Because of these factors, complex and detailed conformance criteria tied to specific structures of the languages or protocols are not really practical.

We need to find a way to achieve the intent of the conformance sections but do so in a more general and practical way.

After reviewing the OASIS guidelines and examples on conformance clauses and taking a look at what Mark & Bret came up with for TAXII, we are proposing something very closely aligned to the TAXII approach with a few necessary tweaks for STIX.


For the STIX 1.2.1 language specifications, we propose the following wording for the Conformance section:


Conformance

Implementations have discretion over which parts (components, properties, extensions, controlled vocabularies, etc.) of STIX they implement (e.g., Indicator/Suggested_COAs).

 

[1] Conformant implementations must conform to all Normative Statements that apply to the portions of STIX they implement (e.g., Implementers of the entire TTP component must conform to all Normative Statements regarding the TTP component).

 

[2] Conformant implementations are free to ignore Normative Statements that do not apply to the portions of STIX they implement (e.g., Non-implementers of any particular properties of the TTP component are free to ignore all Normative Statements regarding those properties of the TTP component).


The conformance section of this document is intentionally broad and attempts to reiterate what already exists in this document. The STIX 1.2 Specifications, which this specification is based on, did not have a conformance section. Instead, the STIX 1.2 Specifications relied on normative statements and the non-mandatory implementation of STIX profiles. STIX 1.2.1 represents a minimal change from STIX 1.2, and in that spirit no requirements have been added, modified, or removed by this section.
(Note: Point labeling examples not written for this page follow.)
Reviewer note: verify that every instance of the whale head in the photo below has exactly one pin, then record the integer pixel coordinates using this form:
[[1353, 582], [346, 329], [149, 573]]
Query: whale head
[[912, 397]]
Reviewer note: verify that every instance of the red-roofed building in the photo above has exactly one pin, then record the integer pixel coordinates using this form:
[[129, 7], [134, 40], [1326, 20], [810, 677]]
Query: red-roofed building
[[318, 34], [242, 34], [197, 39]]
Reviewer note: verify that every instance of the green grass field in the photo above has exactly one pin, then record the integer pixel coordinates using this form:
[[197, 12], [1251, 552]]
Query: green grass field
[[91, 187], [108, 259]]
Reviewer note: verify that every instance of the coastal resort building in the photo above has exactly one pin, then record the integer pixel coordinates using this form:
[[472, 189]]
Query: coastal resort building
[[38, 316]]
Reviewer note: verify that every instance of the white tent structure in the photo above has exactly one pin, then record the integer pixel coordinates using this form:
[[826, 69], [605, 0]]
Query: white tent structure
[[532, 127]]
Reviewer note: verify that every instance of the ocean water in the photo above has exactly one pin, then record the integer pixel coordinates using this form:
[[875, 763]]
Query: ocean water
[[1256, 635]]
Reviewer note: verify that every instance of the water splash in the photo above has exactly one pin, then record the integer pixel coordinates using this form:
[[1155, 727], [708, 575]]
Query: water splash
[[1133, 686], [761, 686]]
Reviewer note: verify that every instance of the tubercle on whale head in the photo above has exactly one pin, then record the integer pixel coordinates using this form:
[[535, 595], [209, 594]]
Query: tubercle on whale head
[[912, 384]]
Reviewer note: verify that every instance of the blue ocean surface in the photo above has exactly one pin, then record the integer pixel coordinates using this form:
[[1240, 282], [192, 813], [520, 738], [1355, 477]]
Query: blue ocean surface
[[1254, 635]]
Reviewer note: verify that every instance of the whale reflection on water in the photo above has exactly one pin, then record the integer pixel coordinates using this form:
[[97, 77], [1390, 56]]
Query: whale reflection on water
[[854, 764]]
In addition to this wording in the STIX 1.2.1 language-level multipart specification there will also be separate conformance wording within the STIX 1.2.1 XML Binding Specification (with accompanying XSD reference implementation). The conformance wording for the XML binding specification and any other binding specification (e.g. JSON) is likely to be more technical.


We do recognize that the proposed clause #1 above lacks explicit specificity on exactly what portions of STIX are in-scope or out-of-scope for a given implementation. For this reason, we continue to strongly suggest the use of STIX Profiles to make such distinctions clear. We considered the option of proposing that they be required here in the conformance section but decided against it for STIX 1.2.1 due to the requirement for minimal change from 1.2 and due to the limitations with the current mechanism for capturing and conveying Profiles. It is believed that such a mandatory requirement will likely be necessary for STIX 2.0 to make widespread conformance assertion and assessment more practical. Because of this the limitations in the current profile mechanism will likely need to be addressed as part of the overall STIX 2.0 effort.

What do you all think about spinning up a separate work product effort to look into the Profile representation and tooling issues?


So, the net-net here is that we are looking for your concurrence or concerns on the above proposed wording. We need to include the wording in the specification drafts that are targeted for EOB Friday delivery so hearing from you within the next day or two is important. Don’t be too concerned if you cannot provide feedback that quickly. This wording is not yet case in stone. If we discover issues with it we can still tweak it as necessary as we review the drafts next week.


Thank you for your consideration and thoughts on this matter.